NLTK pos_tag(): Get the Part-of-Speech of Words in Sentence – NLTK Tutorial

admin

4 years ago

In order to get the part-of-speech of a word in a sentence, we can use ntlk pos_tag() function. In this tutorial, we will introduce you how to use it.

Preliminary

In order to use post_tag() in nltk, we should import it.

from nltk import word_tokenize, pos_tag

Then we can start to extract the part-of-speech of a word.

Tokenizing words in sentence

We should split a sentence to some words. Here is an tutorial:

Tokenizing or Splitting Words and Sentences From String Using NLTK – NLTK Tutorial

s  ='TutorialExample.com is a programming tutorial site'

wx = word_tokenize(s)

Get the part-of-speech of a word

We will use nltk pos_tag() to extract.

pos = pos_tag(wx)
print(pos)

Run this code, we will get:

[('TutorialExample.com', 'NNP'), ('is', 'VBZ'), ('a', 'DT'), ('programming', 'VBG'), ('tutorial', 'JJ'), ('site', 'NN')]

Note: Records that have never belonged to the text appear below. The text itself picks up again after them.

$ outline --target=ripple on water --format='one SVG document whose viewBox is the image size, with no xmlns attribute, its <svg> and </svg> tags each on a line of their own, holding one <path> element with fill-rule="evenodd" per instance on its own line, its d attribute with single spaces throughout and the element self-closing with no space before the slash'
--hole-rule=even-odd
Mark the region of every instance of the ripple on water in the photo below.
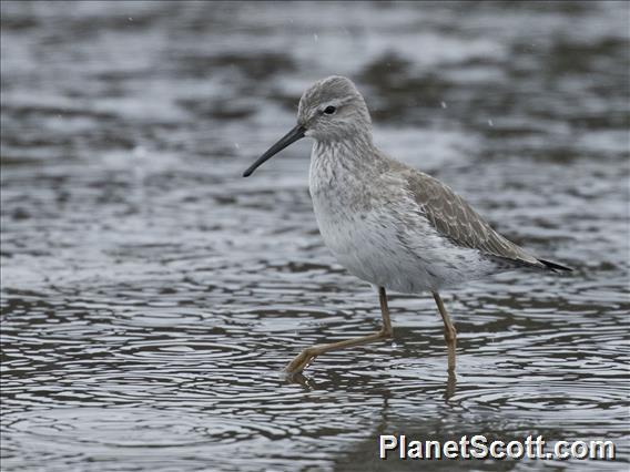
<svg viewBox="0 0 630 472">
<path fill-rule="evenodd" d="M 463 431 L 628 464 L 622 3 L 0 4 L 3 470 L 372 470 L 379 433 Z M 576 269 L 445 291 L 457 379 L 431 297 L 403 295 L 395 342 L 281 376 L 379 325 L 323 246 L 308 146 L 240 177 L 331 71 L 386 152 Z"/>
</svg>

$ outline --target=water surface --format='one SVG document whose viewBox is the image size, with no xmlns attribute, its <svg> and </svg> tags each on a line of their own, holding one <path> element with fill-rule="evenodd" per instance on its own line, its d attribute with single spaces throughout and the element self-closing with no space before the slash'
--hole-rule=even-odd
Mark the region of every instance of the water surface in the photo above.
<svg viewBox="0 0 630 472">
<path fill-rule="evenodd" d="M 626 470 L 623 2 L 2 2 L 2 466 Z M 347 74 L 379 146 L 568 276 L 393 295 L 338 266 L 294 123 Z M 376 437 L 616 441 L 618 462 L 383 463 Z"/>
</svg>

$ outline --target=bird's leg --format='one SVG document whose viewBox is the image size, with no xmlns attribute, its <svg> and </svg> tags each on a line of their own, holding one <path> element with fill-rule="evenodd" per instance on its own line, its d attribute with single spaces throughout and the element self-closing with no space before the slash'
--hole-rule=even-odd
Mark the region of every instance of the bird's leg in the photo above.
<svg viewBox="0 0 630 472">
<path fill-rule="evenodd" d="M 313 361 L 317 356 L 322 356 L 325 352 L 352 348 L 354 346 L 360 346 L 368 342 L 378 341 L 380 339 L 390 338 L 394 334 L 392 329 L 392 321 L 389 320 L 389 308 L 387 307 L 387 294 L 385 288 L 378 287 L 378 298 L 380 300 L 380 315 L 383 316 L 383 328 L 372 335 L 360 336 L 358 338 L 346 339 L 344 341 L 331 342 L 327 345 L 316 345 L 304 349 L 295 359 L 293 359 L 288 366 L 284 368 L 284 371 L 288 374 L 302 372 L 304 368 Z"/>
<path fill-rule="evenodd" d="M 433 293 L 435 302 L 437 304 L 437 309 L 441 315 L 441 320 L 444 321 L 444 338 L 446 339 L 446 346 L 448 348 L 448 371 L 455 372 L 455 348 L 457 347 L 457 331 L 455 326 L 450 322 L 448 312 L 444 307 L 444 302 L 437 291 Z"/>
</svg>

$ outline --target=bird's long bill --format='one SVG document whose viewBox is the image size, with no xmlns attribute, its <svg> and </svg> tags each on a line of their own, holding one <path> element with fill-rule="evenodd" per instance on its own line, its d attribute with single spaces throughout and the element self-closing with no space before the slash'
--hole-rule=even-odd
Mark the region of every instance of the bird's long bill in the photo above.
<svg viewBox="0 0 630 472">
<path fill-rule="evenodd" d="M 252 173 L 258 168 L 265 161 L 267 161 L 268 158 L 273 157 L 274 155 L 276 155 L 277 153 L 280 153 L 282 150 L 284 150 L 286 146 L 288 146 L 289 144 L 295 143 L 297 140 L 302 140 L 304 137 L 304 132 L 306 130 L 304 129 L 304 126 L 301 126 L 299 124 L 297 126 L 295 126 L 293 130 L 291 130 L 288 133 L 286 133 L 284 136 L 282 136 L 280 138 L 280 141 L 277 143 L 275 143 L 273 146 L 271 146 L 266 153 L 264 153 L 261 157 L 258 157 L 256 160 L 256 162 L 254 164 L 252 164 L 244 173 L 243 173 L 243 177 L 248 177 L 250 175 L 252 175 Z"/>
</svg>

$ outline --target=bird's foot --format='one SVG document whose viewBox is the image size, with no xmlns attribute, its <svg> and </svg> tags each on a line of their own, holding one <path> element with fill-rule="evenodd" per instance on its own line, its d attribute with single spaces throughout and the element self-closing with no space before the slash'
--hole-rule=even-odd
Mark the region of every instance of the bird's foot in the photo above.
<svg viewBox="0 0 630 472">
<path fill-rule="evenodd" d="M 295 359 L 288 362 L 288 365 L 284 368 L 284 372 L 287 377 L 302 372 L 312 361 L 315 360 L 317 355 L 318 351 L 315 347 L 304 349 L 295 357 Z"/>
</svg>

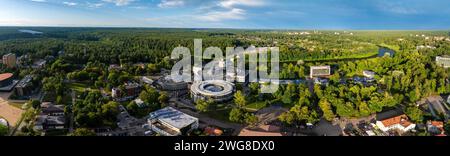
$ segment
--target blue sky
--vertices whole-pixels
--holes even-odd
[[[1,26],[450,29],[449,0],[0,0]]]

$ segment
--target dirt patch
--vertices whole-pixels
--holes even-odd
[[[9,125],[15,126],[25,111],[10,105],[7,101],[9,95],[10,93],[0,93],[0,116],[5,118]]]

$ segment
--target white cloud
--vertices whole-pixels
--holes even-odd
[[[198,16],[198,19],[210,22],[219,22],[223,20],[242,20],[245,19],[245,10],[232,8],[227,11],[212,11],[206,15]]]
[[[114,3],[117,6],[125,6],[136,0],[103,0],[103,2]]]
[[[75,2],[63,2],[63,4],[67,5],[67,6],[76,6],[76,5],[78,5],[78,3],[75,3]]]
[[[158,4],[160,8],[174,8],[180,7],[185,4],[184,0],[161,0],[161,3]]]
[[[222,0],[219,2],[219,6],[224,8],[234,8],[235,6],[262,6],[264,1],[262,0]]]
[[[422,7],[423,6],[416,6],[414,3],[405,2],[381,1],[378,3],[378,8],[380,8],[381,10],[401,15],[420,14],[420,10],[423,10]]]
[[[47,0],[30,0],[30,1],[32,1],[32,2],[40,2],[40,3],[45,3],[45,2],[47,2]]]
[[[87,2],[86,5],[87,5],[89,8],[100,8],[100,7],[102,7],[103,5],[105,5],[105,3],[89,3],[89,2]]]
[[[206,14],[197,17],[200,20],[210,22],[243,20],[245,19],[246,10],[241,7],[258,7],[263,5],[265,5],[263,0],[220,0],[215,7],[205,8],[209,10]]]

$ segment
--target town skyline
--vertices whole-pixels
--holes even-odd
[[[0,26],[448,30],[445,1],[6,0]],[[263,18],[262,18],[263,17]]]

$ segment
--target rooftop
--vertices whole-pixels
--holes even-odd
[[[412,123],[409,122],[408,117],[406,115],[399,115],[393,118],[388,118],[381,121],[385,127],[389,127],[392,125],[400,124],[403,127],[408,127]]]
[[[160,122],[182,129],[196,121],[197,118],[180,112],[172,107],[166,107],[150,113],[150,119],[158,119]]]

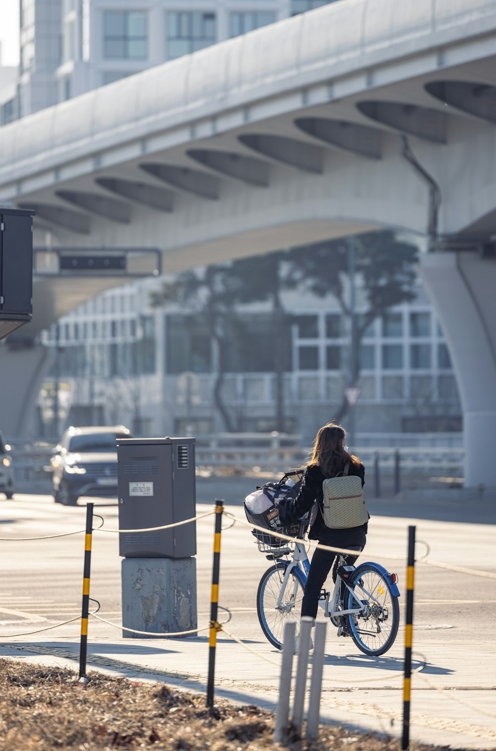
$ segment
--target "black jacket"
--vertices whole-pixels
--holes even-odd
[[[351,462],[350,469],[348,469],[348,475],[355,475],[356,477],[361,478],[362,487],[365,484],[365,468],[361,462],[359,464]],[[322,483],[325,479],[326,475],[323,474],[320,467],[314,466],[307,467],[299,493],[296,497],[293,499],[283,498],[279,502],[279,519],[283,524],[290,524],[301,516],[303,516],[304,514],[306,514],[313,506],[316,499],[319,502],[320,508],[323,508],[323,491],[322,490]],[[328,537],[329,532],[329,527],[324,524],[322,514],[319,511],[314,523],[310,528],[308,537],[313,540],[320,540],[323,537]],[[366,534],[367,523],[365,522],[365,524],[361,524],[359,526],[339,529],[338,532],[344,536],[347,536],[350,533],[355,532],[363,532]]]

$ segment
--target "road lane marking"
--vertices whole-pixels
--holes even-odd
[[[18,618],[26,618],[26,620],[35,620],[32,613],[26,613],[24,611],[14,611],[11,608],[4,608],[0,605],[0,613],[6,613],[8,615],[17,615]],[[37,616],[38,617],[38,616]],[[42,617],[42,620],[48,620]]]

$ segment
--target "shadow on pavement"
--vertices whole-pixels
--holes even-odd
[[[393,672],[402,672],[404,668],[404,661],[402,657],[326,655],[324,665],[334,665],[341,668],[344,665],[347,665],[350,668],[371,668],[374,670],[390,670]],[[422,667],[422,673],[428,673],[429,675],[449,675],[455,672],[449,668],[441,668],[431,662],[425,662],[418,658],[413,658],[412,670],[415,671],[419,667]]]

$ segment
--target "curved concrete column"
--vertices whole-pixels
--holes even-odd
[[[0,415],[6,440],[32,435],[35,407],[53,353],[21,337],[2,345]]]
[[[465,487],[496,488],[496,259],[422,258],[419,273],[441,321],[464,412]]]
[[[359,101],[356,107],[376,122],[435,143],[446,143],[446,116],[439,110],[395,101]]]
[[[496,122],[496,86],[468,81],[430,81],[425,91],[462,112]]]
[[[290,164],[306,172],[322,173],[323,149],[312,143],[306,143],[296,138],[247,133],[238,136],[238,140],[253,149],[254,151],[269,156],[283,164]]]

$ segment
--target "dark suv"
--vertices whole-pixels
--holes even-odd
[[[68,427],[52,457],[56,503],[76,505],[80,496],[117,497],[116,438],[130,438],[124,425]]]

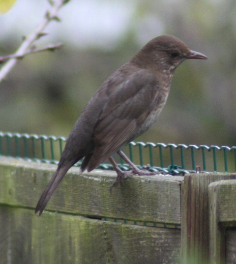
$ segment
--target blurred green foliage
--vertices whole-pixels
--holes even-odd
[[[129,2],[133,5],[131,22],[112,48],[97,46],[95,39],[87,48],[63,40],[57,52],[19,61],[0,85],[0,130],[67,137],[110,74],[151,38],[171,34],[209,59],[185,61],[177,69],[160,117],[138,140],[235,146],[236,2],[144,3]],[[5,39],[0,55],[14,52],[17,41],[14,36]]]

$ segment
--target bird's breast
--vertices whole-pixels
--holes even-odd
[[[138,126],[137,137],[145,133],[156,120],[165,105],[169,94],[169,88],[163,88],[161,92],[158,91],[153,99],[149,108],[147,117],[142,125]]]

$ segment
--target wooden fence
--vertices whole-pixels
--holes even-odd
[[[114,172],[73,168],[38,216],[56,168],[0,157],[0,264],[236,263],[236,174],[135,176],[111,195]]]

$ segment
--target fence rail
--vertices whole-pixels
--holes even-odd
[[[57,164],[67,139],[63,137],[0,132],[0,155]],[[141,168],[173,175],[201,171],[236,172],[236,147],[165,144],[132,142],[124,147],[131,160]],[[116,157],[123,170],[129,166]],[[79,162],[76,166],[80,166]],[[148,164],[146,165],[146,164]],[[98,168],[112,170],[110,164]]]

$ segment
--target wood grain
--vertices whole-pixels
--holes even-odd
[[[0,203],[34,208],[55,165],[0,157]],[[181,176],[133,176],[109,188],[112,171],[70,169],[46,210],[143,222],[180,224]]]
[[[213,242],[209,240],[208,185],[235,178],[235,174],[191,174],[184,176],[181,186],[182,263],[209,263],[209,247]]]
[[[179,229],[0,206],[0,263],[179,263]]]

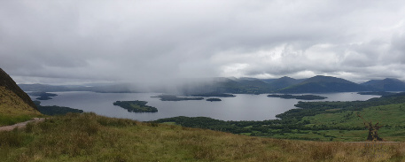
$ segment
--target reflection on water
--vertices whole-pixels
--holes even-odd
[[[275,120],[276,115],[293,109],[297,99],[268,97],[262,95],[236,94],[236,97],[220,97],[221,102],[199,101],[160,101],[151,97],[155,93],[95,93],[95,92],[57,92],[58,96],[42,101],[43,105],[59,105],[97,114],[127,118],[141,121],[162,118],[204,116],[222,120]],[[358,95],[356,93],[316,94],[328,98],[323,101],[367,100],[378,96]],[[158,108],[155,113],[129,112],[125,109],[113,105],[115,101],[143,100],[147,105]]]

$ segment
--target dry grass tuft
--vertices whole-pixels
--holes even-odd
[[[404,143],[365,145],[249,137],[67,114],[0,133],[3,161],[403,161]]]

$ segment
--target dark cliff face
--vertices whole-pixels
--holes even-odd
[[[28,105],[35,108],[35,110],[38,110],[29,96],[27,95],[27,93],[24,92],[12,79],[12,77],[10,77],[10,75],[8,75],[2,68],[0,68],[0,86],[14,92]]]

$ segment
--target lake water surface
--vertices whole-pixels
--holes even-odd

We will find pos is a python list, it contains some python tuples. Word and its part-of-speech is saved in it.

Notice

post_tag() can not get the part-of-speech of one word. Look at this example code:

pos = pos_tag('TutorialExample.com')
print(pos)

Run this code, it will output:

[('T', 'NNP'), ('u', 'JJ'), ('t', 'NN'), ('o', 'IN'), ('r', 'NN'), ('i', 'VBP'), ('a', 'DT'), ('l', 'NN'), ('E', 'NNP'), ('x', 'VBZ'), ('a', 'DT'), ('m', 'JJ'), ('p', 'NN'), ('l', 'NN'), ('e', 'NN'), ('.', '.'), ('c', 'VB'), ('o', 'JJ'), ('m', 'NN')]

We can find pos_tag() only receive a python list, a word will be processed by a sequence.